Gringa (15 page)

Read Gringa Online

Authors: Sandra Scofield

BOOK: Gringa
2.71Mb size Format: txt, pdf, ePub

She had been glad to see him! She had hoped for tenderness. What she wanted was love; what a fool she was.

Tonio reached down to touch her breasts through her shirt. He touched her belly, and slid his hand toward her thighs, and then off of her, with a show of mild disgust. The money on her belly fell to the floor. He stood above her and spoke in his most neutral voice, as if he were reading a label. “Stay out of trouble.”

It made her sick to think how she looked.

“Don't stumble in your new shoes,” he said.

She jumped up as he shut the door behind him. She opened the door and shouted to him as he was stepping onto the elevator. “I'll make my own life you sonofabitch! I'll come and go how I want. Nobody would come to your stinking ranch! My friend has her own boyfriend! She's going back to California! She wouldn't like you!” She took a deep breath. “She'd never fuck you in a million years.”

He held the elevator door long enough to tell her: “You're red as an apple, chica. See you soon.”

She wandered for most of an hour along the streets of the neighborhood, looking at meticulously kept houses, at dogs on leather leashes led by well-dressed women. She stopped in front of a large building of apartments. Through the window on the second floor she could see a pink light from under curly curtains. Someone was pacing back and forth, a small figure, gesturing grandly. She tried to think what might be happening. Someone telling a story. A woman arguing. An American had gotten in her way.

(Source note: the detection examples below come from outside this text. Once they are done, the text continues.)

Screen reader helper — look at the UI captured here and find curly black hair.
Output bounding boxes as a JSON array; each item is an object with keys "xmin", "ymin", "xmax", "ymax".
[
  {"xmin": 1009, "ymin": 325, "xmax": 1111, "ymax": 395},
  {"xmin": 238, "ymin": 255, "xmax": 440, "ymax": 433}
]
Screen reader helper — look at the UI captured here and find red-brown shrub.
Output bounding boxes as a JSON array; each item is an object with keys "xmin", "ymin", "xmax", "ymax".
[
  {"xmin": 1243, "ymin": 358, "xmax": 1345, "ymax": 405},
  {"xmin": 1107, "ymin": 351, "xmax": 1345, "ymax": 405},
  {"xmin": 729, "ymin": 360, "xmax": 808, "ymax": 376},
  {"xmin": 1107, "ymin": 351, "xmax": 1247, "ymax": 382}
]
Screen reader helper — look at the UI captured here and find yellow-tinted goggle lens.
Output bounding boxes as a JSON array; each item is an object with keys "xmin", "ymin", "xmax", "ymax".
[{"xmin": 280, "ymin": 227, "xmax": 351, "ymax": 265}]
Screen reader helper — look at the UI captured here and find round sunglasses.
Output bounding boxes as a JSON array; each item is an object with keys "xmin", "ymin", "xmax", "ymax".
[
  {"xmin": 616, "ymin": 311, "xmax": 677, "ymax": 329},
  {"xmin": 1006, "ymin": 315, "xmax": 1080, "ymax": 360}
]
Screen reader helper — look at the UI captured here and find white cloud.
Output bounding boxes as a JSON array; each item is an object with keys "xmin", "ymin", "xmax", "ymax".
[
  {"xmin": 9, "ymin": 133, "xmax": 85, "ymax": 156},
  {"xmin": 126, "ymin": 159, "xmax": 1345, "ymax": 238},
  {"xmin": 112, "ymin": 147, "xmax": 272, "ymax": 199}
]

She walked around, reciting the names of the streets: Mississippi (where Tonio's apartment was), Danube, Eufrates, Tiber, Tamesis. She supposed Tonio chose his apartment to be close to his Niza Zone office and still be quietly residential. Abilene liked the river names, the suggestion of escape by water. Mickey had told her that there were small houses in the colonia owned by wealthy men with families in Lomas or Pedregal or Polanco, homes kept for beloved mistresses, for love children. Abilene saw no signs of such dramas, except for the single woman in the light of the lamp. If you loved me, she imagined the woman saying. If you loved me, you would come more. In Tonio's apartment there was no drama. There was no drama in Tonio's life. Drama came from conflict and uncertainty; like play it demanded tension and a suspension of control. Perhaps there was that between Tonio and the good bull. Perhaps that was why he fought, season after season, and not because the crowds adored him, their blond god. He cared nothing for the adulation of other people.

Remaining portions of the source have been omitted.